By Lynette George
Morocco was devastated by its strongest earthquake in a century on Sept. 8, and just three days later, an intense flood washed through Derna, a city on the Eastern side of Libya, wreaking havoc and reportedly claiming over 11,300 lives as of Sept. 18.
In light of this news, many universities have come forward with public statements in support of their students and staff. The University of Toronto published a message to their community on Sept. 12—the day after the floods hit Libya—extending sympathy and aid for those impacted. Toronto Metropolitan University (TMU) has chosen a different route—silence.
“I’m not surprised,” said third-year international economics and finance student Taqwa Hadia. “It’s come to the point where it’s almost useless speaking about [the university].”
According to Hadia, who was born and raised in Libya, the Arab community on campus no longer anticipates support from the university. Instead, they’ve started relying on each other.
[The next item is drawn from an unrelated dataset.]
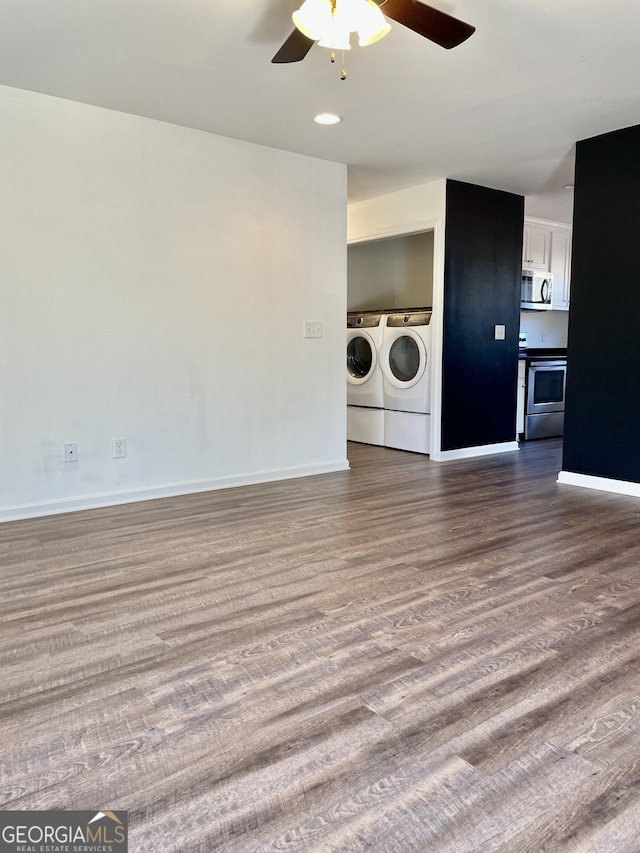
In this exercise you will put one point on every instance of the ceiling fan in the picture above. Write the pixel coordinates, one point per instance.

“As soon as the tragedy happened in Libya, the Muslim community and the Arab community in Toronto took immediate action,” she said. “It makes you feel like people are here for you and they’re going to reach out for you when there’s loss.”
For Sham Al Mukdad, the president of TMU’s Arab Student Association (ASA) and fourth-year language and intercultural relations student, supporting the community has always been a pivotal part of what the organization stands for. Within days of the tragedies, she and her team had already worked together to start a fundraiser at TMU. According to Al Mukdad, the university’s silence is heartbreaking.
“It’s just devastating to not even see a statement,” said Al Mukdad. “To me, it almost feels like whatever is trending, whatever is hot, whatever is covered greatly in the news, that’s what [the university] will talk about. It’s disappointing to see them look at people like numbers and not humans.”
Even when statements have been made by the university, they’ve been few and far between or have been posted much later. Some students have noticed that TMU has been notably slower than other universities to issue statements of support when global tragedies arise.
In the past year, TMU has only put out two statements regarding international tragedies. In February, TMU released a statement one week after the earthquakes in Syria and Türkiye. Prior to that, the last statement issued was in support of Ukraine, a year and a half ago.
In an emailed statement to The Eyeopener, the university said, “Toronto Metropolitan University cares deeply about all of its students. Given the recent and devastating events in Morocco and Libya, community members with loved ones and close connections to these regions are especially top of mind.”
The university added that the International Student Services team is providing those from either country or who have family members there, support and how to access them.
Katty Alhayek, an assistant professional communications professor, said the prevalence of visible support for Turkish and Syrian communities may come from the fact that they have larger communities in Toronto and at the university.
“There is a larger visibility [for their statement], in comparison with Libya and Morocco,” said Alhayek. “A statement is a symbolic gesture but even that was not done for Libya and Morocco.”
According to Hadia, these issues go beyond just one statement from the university. “When it comes to Arab voices, when it comes to Muslim voices, I feel like they’re hidden,” she said. “It makes me feel like less of a person when [the university is] giving 100 per cent of their attention to one issue or one group of people. It’s like picking sides.”
Al Mukdad believes a statement would mean a lot to the community. While speaking at a panel at the Sheldon and Tracy Levy Student Learning Centre last week, she found many students unaware of the recent disasters in Libya and Morocco. Along with the ASA, she will be tabling this week to educate more people about natural disasters while raising funds to provide food and shelter for those who have been impacted.
“We are always in the frontline to support people, so this fundraiser was a crucial part of what we stand for, our standards and values,” said Al Mukdad. “We don’t have much but at least we’re doing something.”
As TMU’s Arab community looks onward, the request is simple. “We just want to be heard,” said Hadia. “TMU should at least give us that.”